Excluding reorganization and other one-time charges, the company earned $220 million, or 15 cents a share, on $1.87 billion in sales. Analysts polled by FactSet had expected earnings of 8 cents a share on sales of $1.86 billion.
Boston Scientific’s chief executive, Hank Kucheman, said the results suggested “continued progress toward improving our future growth profile and in executing our strategic plan.”
Sales in the company’s interventional cardiology unit, which includes stents, fell 5 percent, to $603 million. Sales of the cardiac rhythm management unit, which includes pacemakers and defibrillators, fell 10 percent, to $501 million. Sales of both types of devices have been hurt by concerns they are overused and by spending cutbacks at hospitals struggling from the weak economy.
Shares in the company rose 5.6 percent on Thursday, to $5.85.
For the second quarter, Boston Scientific forecast earnings of 6 to 9 cents a share on revenue of $1.85 billion to $1.95 billion.

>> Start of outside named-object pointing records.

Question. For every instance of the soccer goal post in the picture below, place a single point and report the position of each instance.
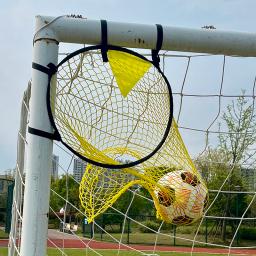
(49, 32)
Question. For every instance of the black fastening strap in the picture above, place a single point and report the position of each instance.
(104, 40)
(159, 42)
(51, 136)
(49, 70)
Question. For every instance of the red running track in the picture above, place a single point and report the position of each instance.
(72, 243)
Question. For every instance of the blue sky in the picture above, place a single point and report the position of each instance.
(17, 29)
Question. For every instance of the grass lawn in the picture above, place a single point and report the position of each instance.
(78, 252)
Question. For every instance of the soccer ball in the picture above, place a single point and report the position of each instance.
(182, 197)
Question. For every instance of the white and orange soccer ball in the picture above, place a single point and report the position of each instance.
(183, 197)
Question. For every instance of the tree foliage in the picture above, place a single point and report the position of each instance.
(225, 162)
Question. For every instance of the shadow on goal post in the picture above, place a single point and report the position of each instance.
(50, 32)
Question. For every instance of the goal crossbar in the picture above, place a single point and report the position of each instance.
(85, 31)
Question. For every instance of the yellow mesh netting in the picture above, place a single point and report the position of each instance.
(127, 69)
(177, 189)
(112, 117)
(97, 105)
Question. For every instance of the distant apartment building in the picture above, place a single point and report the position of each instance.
(55, 167)
(249, 177)
(78, 169)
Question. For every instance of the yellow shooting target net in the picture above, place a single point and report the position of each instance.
(123, 103)
(177, 188)
(117, 115)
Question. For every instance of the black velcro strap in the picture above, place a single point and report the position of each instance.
(159, 42)
(49, 70)
(51, 136)
(104, 40)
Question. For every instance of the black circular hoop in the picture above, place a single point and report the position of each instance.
(105, 165)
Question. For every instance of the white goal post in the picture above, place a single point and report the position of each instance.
(50, 32)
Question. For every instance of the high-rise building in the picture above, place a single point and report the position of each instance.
(55, 166)
(78, 169)
(249, 177)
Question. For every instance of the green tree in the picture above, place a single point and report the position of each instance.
(228, 158)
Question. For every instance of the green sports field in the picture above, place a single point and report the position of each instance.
(79, 252)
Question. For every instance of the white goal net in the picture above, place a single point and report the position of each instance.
(214, 106)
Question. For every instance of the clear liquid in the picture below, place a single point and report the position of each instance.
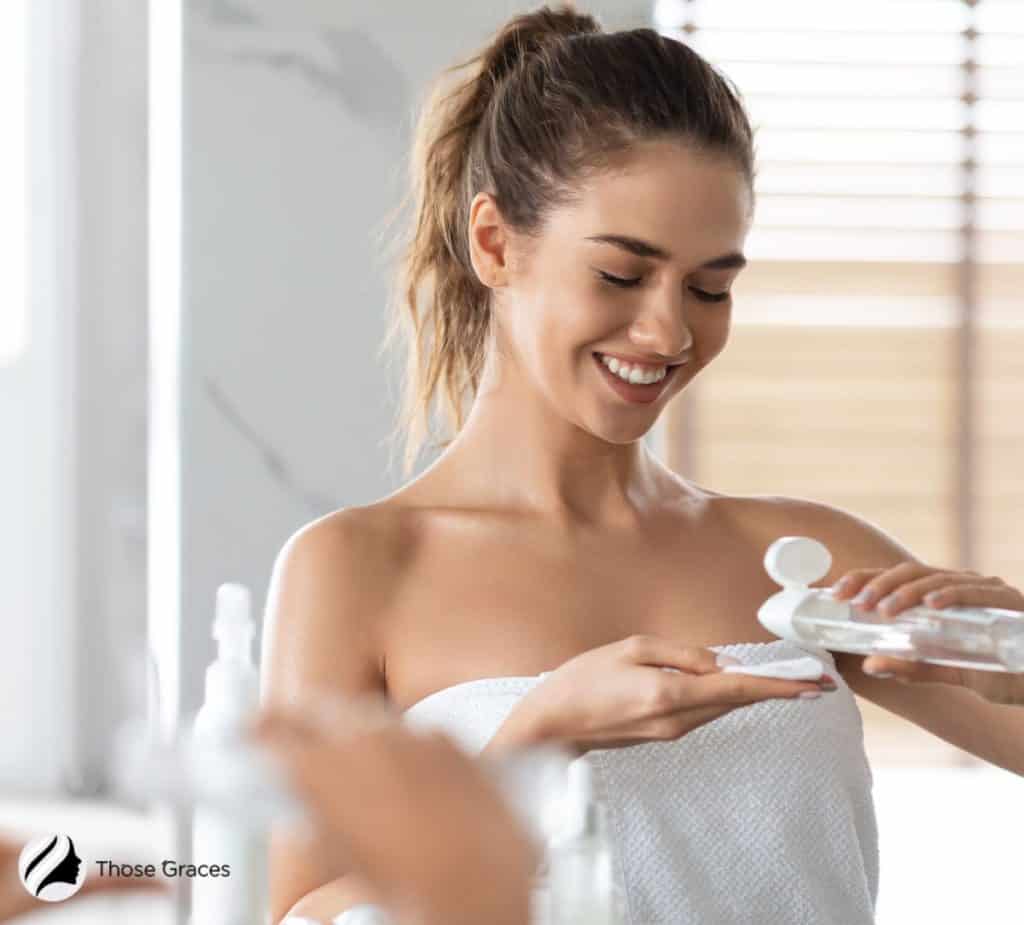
(986, 639)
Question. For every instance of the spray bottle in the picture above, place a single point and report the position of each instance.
(237, 894)
(581, 874)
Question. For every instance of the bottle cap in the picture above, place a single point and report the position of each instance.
(796, 562)
(233, 608)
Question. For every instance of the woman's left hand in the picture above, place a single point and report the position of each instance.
(911, 584)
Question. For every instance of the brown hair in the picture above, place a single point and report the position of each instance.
(552, 99)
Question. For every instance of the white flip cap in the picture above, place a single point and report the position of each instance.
(797, 561)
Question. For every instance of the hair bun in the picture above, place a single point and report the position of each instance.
(530, 32)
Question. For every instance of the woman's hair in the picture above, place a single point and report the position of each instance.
(550, 101)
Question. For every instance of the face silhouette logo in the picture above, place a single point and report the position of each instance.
(50, 868)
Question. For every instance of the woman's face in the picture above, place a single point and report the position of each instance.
(559, 308)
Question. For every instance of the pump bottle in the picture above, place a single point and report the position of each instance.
(219, 837)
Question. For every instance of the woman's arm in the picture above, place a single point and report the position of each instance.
(991, 731)
(321, 635)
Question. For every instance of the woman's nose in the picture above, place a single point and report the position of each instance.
(662, 329)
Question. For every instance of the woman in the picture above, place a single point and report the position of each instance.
(583, 200)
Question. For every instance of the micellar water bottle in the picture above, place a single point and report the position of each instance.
(985, 638)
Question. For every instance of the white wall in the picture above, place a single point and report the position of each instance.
(73, 407)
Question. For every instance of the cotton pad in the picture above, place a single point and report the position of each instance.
(804, 669)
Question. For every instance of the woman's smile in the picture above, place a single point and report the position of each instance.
(639, 392)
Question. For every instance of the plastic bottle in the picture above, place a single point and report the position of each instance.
(219, 837)
(985, 638)
(581, 870)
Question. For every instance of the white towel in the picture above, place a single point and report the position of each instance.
(764, 814)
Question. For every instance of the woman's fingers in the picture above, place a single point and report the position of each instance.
(643, 648)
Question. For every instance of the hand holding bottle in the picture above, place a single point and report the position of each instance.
(617, 695)
(891, 591)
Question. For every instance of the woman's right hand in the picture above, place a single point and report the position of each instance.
(619, 695)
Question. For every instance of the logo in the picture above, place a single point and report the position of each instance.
(50, 869)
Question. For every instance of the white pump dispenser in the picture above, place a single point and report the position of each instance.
(218, 838)
(581, 878)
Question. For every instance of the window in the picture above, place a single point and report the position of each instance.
(877, 360)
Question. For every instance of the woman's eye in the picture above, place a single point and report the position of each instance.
(619, 281)
(710, 296)
(701, 294)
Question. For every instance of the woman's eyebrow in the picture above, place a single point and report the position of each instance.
(646, 249)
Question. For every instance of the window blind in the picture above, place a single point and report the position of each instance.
(877, 360)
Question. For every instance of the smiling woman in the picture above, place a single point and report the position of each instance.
(582, 202)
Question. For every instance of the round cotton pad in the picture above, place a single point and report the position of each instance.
(804, 669)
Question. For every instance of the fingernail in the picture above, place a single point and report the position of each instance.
(875, 673)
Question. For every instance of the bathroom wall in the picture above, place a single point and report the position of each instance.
(74, 407)
(297, 120)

Looking ahead, the company said it still expected to earn 25 cents to 38 cents a share for the full year, or 60 cents to 70 cents a share excluding one-time items.
Boston Scientific narrowed its revenue guidance to $7.35 billion to $7.65 billion from a February range of $7.3 billion to $7.7 billion. According to FactSet, analysts expect full-year earnings of 42 cents a share on revenue of $7.47 billion.